ATO provides LRBA contract clarity

The Australian Taxation Office (ATO) has clarified its considerations for correct limited recourse borrowing arrangement (LRBA) contracts in regard to use by SMSFs.

Concerns have existed over which party must sign the contractual arrangement for the LRBA to be properly executed.

However, Heffron SMSF Solutions technical services manager Leigh Mansell revealed to delegates at the Heffron Advanced SMSF Training Day in Sydney last week that the ATO made clear its position on the subject via the National Tax Liaison Group (NTLG).

“The NTLG has come out and said, a couple of times in the last six to nine months, we have taken a more pragmatic view, and what they have basically said is it doesn’t really matter who’s name it is, it’s not critical,” Mansell said.

“The critical thing is that the title of that property goes directly from the lender to the custodian, it doesn’t go into the name of the funder.”

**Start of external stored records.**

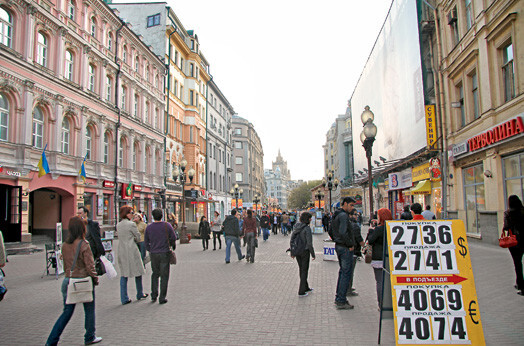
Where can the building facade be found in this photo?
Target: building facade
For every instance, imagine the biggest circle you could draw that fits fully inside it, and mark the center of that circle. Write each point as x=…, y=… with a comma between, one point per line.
x=248, y=156
x=69, y=86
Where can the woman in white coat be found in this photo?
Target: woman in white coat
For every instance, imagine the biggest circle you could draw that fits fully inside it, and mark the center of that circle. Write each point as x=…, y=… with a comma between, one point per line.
x=128, y=256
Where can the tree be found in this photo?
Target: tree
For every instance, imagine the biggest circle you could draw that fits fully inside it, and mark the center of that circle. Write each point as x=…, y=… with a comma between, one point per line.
x=301, y=196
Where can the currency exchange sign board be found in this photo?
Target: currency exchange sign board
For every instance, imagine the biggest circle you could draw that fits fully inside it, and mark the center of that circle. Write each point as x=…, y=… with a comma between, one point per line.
x=433, y=289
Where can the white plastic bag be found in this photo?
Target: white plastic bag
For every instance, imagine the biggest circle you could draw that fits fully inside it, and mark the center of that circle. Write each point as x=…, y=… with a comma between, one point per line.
x=110, y=269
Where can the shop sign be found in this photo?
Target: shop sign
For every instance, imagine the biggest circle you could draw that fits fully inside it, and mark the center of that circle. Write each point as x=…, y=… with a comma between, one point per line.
x=108, y=183
x=421, y=172
x=431, y=126
x=432, y=284
x=496, y=134
x=400, y=180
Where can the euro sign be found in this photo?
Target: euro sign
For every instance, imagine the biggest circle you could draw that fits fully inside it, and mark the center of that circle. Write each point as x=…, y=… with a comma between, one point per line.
x=463, y=249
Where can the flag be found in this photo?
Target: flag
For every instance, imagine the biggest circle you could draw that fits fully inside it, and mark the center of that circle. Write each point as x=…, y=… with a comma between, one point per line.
x=82, y=171
x=43, y=166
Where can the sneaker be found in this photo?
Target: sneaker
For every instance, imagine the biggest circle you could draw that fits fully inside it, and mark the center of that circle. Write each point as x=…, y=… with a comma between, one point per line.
x=96, y=340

Despite this development, she warned practitioners that while the ATO’s attitude on the subject might put their clients in the clear from a Superannuation Industry (Supervision) Act perspective, stamp duty laws in some states might still cause some unwanted additional costs if the proper name was not on the LRBA contract.

Furthermore, she pointed out the resolutions of the NTLG were only non-binding opinions and not legislation.

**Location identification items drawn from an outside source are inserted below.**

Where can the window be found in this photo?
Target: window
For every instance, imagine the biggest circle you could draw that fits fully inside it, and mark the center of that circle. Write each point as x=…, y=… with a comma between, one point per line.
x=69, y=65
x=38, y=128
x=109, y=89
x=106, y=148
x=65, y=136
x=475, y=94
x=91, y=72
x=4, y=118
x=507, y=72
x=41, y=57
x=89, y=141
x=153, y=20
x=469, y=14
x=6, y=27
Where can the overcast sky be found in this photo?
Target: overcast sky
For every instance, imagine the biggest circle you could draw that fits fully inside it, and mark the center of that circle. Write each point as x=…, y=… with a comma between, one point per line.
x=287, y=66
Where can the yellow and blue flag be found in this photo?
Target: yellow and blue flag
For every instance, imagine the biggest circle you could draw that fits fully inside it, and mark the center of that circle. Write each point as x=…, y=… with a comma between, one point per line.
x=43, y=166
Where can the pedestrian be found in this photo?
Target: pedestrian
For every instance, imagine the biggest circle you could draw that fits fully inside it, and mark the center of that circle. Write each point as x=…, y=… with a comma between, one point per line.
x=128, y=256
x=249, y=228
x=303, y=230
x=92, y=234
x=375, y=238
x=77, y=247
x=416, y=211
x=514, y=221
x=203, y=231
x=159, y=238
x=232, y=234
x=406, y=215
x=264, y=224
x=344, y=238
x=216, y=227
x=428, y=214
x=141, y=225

She recommended getting the right name on the contract was always most prudent and as such suggested amending the necessary documents where possible.

In order to do so, she encouraged advisers to ask their clients to approach the other party, the vendor, and ask if the original contract could be rescinded and a new one drawn up with identical details, but with the correct names on it.

LRBA documentation was still a major concern for the regulator, she said.

“I spoke to my contact at the ATO a couple of weeks back and asked him what he was seeing going wrong on borrowing agreements. He said nothing, not a thing, apart from documentation. That’s going wrong and that’s going wrong all the time,” she said.